26 Short Story of MidoAka
.
.
.
Disclaimer
Kuroko no Basuke : Tadatoshi Fujimaki-sensei
Genre
Romance, Slice of life, Drama
Rating
T+
Warning
AU, OOC, OOT, Sho-ai/boy x boy, non EYD (maybe), Typo lan/? Miss typo.
.
.
.
Absolut Command
.
.
"Kau harus menjadi kekasihku, Shintaro."
Lima suku kata yang tergabung menjadi satu kalimat, sukses membuat Midorima tersedak dadar gulung yang hampir ditelannya. Tangan kirinya lantas menyambar botol minum dan meneguk rakus isinya. Menghindari kemungkinan mati konyol lantaran tenggorokannya tersumbat secuil dadar gulung.

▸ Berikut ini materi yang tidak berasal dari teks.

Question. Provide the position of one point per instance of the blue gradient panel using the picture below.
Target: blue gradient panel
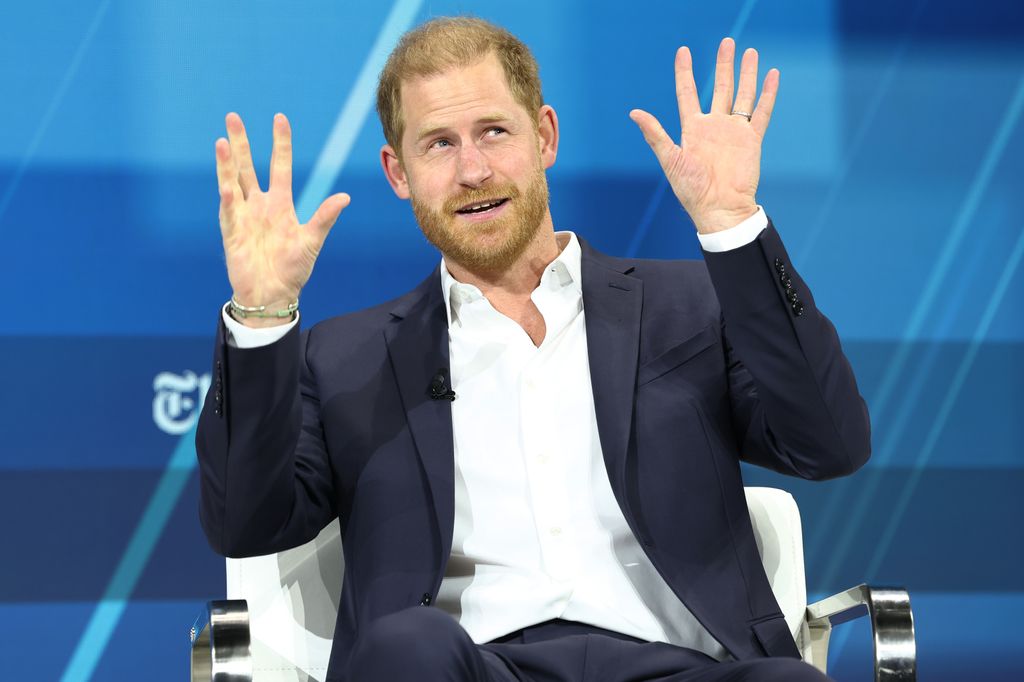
(893, 169)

Midorima menghela napas lega saat tenggorokannya –dan nyawanya- berhasil diselamatkan. Ia melayangkan tatapan tajam kearah pemuda bersurai merah ceri yang duduk dihadapannya dengan raut tak berdosa.
Yang ditatap tajam seakan tak ambil pusing. Akashi masih melahap bekal makan siangnya dengan tenang. Sesekali jemarinya mengusap sudut bibirnya yang ditempeli bulir nasi.
"Jangan mengatakan lelucon yang tak lucu, nanodayo. Ini sudah lewat dari tanggal satu April." Tandas Midorima sembari menaikkan bingkai kacamatanya. Ia memilih melanjutkan kembali acara makan siangnya yang sempat terhenti karena ucapan –atau perintah absurd- Akashi.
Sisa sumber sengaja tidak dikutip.